Clean up shuffle.py args and defaults - deliberate compatibility break

lightvector · lightvector · commit fbc6ee530f2d · 2026-06-09T21:01:54.000-04:00
diff --git a/python/selfplay/distributed/download_and_upload_and_shuffle_and_export_loop.sh b/python/selfplay/distributed/download_and_upload_and_shuffle_and_export_loop.sh
@@ -90,7 +90,7 @@ cp -r "$GITROOTDIR"/python/selfplay "$DATED_ARCHIVE"
             sleep 10
 
             echo "BEGINNING SHUFFLE------------------------------"
-            ./shuffle.sh "$basedir" "$tmpdir" "$NTHREADS" "$BATCHSIZE" -summary-file "$basedir"/selfplay.summary.json "$@"
+            ./shuffle.sh "$basedir" "$tmpdir" "$NTHREADS" -summary-file "$basedir"/selfplay.summary.json "$@"
             sleep "$SHUFFLEPERIOD"
         done
     fi
diff --git a/python/selfplay/shuffle.sh b/python/selfplay/shuffle.sh
@@ -4,14 +4,13 @@ set -o pipefail
 #Shuffles and copies selfplay training from selfplay/ to shuffleddata/current/
 #Should be run periodically.
 
-if [[ $# -lt 4 ]]
+if [[ $# -lt 3 ]]
 then
-    echo "Usage: $0 BASEDIR TMPDIR NTHREADS BATCHSIZE"
+    echo "Usage: $0 BASEDIR TMPDIR NTHREADS"
     echo "Currently expects to be run from within the 'python' directory of the KataGo repo, or otherwise in the same dir as shuffle.py."
     echo "BASEDIR containing selfplay data and models and related directories"
     echo "TMPDIR scratch space, ideally on fast local disk, unique to this loop"
     echo "NTHREADS number of parallel threads/processes to use in shuffle"

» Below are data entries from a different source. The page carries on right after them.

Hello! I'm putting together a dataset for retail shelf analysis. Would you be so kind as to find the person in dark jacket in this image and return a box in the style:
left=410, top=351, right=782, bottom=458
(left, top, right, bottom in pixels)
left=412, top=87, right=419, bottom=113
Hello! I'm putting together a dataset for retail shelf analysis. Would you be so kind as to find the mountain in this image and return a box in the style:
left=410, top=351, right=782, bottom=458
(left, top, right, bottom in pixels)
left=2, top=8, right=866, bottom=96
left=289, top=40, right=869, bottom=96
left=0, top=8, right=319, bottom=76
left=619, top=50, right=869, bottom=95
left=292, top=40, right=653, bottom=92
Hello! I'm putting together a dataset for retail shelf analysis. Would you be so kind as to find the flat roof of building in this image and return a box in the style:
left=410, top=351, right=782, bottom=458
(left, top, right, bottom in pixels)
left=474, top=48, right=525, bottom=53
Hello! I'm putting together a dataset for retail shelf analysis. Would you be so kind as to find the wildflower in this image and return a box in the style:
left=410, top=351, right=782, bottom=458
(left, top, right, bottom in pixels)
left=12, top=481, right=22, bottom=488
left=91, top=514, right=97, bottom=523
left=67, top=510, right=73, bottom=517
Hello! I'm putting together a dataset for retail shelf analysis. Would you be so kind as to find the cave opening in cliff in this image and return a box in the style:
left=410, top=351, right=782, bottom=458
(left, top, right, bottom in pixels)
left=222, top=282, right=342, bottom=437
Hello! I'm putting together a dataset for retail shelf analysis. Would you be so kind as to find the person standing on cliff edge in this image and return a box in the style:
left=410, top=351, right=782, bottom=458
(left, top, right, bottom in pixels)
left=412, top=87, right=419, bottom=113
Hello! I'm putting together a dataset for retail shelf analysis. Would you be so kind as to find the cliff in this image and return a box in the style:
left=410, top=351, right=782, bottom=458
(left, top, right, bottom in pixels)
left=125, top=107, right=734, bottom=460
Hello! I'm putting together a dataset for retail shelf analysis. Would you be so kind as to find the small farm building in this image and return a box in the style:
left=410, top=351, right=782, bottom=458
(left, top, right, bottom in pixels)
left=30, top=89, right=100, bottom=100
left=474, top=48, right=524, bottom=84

-    echo "BATCHSIZE number of samples to concat together per batch for training"
     exit 0
 fi
 BASEDIR="$1"
@@ -20,8 +19,6 @@ TMPDIR="$1"
 shift
 NTHREADS="$1"
 shift
-BATCHSIZE="$1"
-shift
 
 #------------------------------------------------------------------------------
 
@@ -50,10 +47,9 @@ then
            -out-tmp-dir "$TMPDIR"/train \
            -approx-rows-per-out-file 70000 \
            -num-processes "$NTHREADS" \
-           -batch-size "$BATCHSIZE" \
+           -keep-target-rows 20000000 \
            -only-include-md5-path-prop-lbound 0.00 \
            -only-include-md5-path-prop-ubound 1.00 \
-           -output-npz \
            "$@" \
            2>&1 | tee "$BASEDIR"/shuffleddata/"$OUTDIR".tmp/outtrain.txt &
 
@@ -70,10 +66,9 @@ else
            -out-tmp-dir "$TMPDIR"/val \
            -approx-rows-per-out-file 70000 \
            -num-processes "$NTHREADS" \
-           -batch-size "$BATCHSIZE" \
+           -keep-target-rows 20000000 \
            -only-include-md5-path-prop-lbound 0.95 \
            -only-include-md5-path-prop-ubound 1.00 \
-           -output-npz \
            "$@" \
            2>&1 | tee "$BASEDIR"/shuffleddata/"$OUTDIR".tmp/outval.txt &
 
@@ -88,10 +83,9 @@ else
            -out-tmp-dir "$TMPDIR"/train \
            -approx-rows-per-out-file 70000 \
            -num-processes "$NTHREADS" \
-           -batch-size "$BATCHSIZE" \
+           -keep-target-rows 20000000 \
            -only-include-md5-path-prop-lbound 0.00 \
            -only-include-md5-path-prop-ubound 0.95 \
-           -output-npz \
            "$@" \
            2>&1 | tee "$BASEDIR"/shuffleddata/"$OUTDIR".tmp/outtrain.txt &
 
diff --git a/python/selfplay/shuffle_and_export_loop.sh b/python/selfplay/shuffle_and_export_loop.sh
@@ -48,7 +48,7 @@ cp -r "$GITROOTDIR"/python/muon "$DATED_ARCHIVE"
     cd "$basedir"/scripts
     while true
     do
-        ./shuffle.sh "$basedir" "$tmpdir" "$NTHREADS" "$BATCHSIZE" "$@"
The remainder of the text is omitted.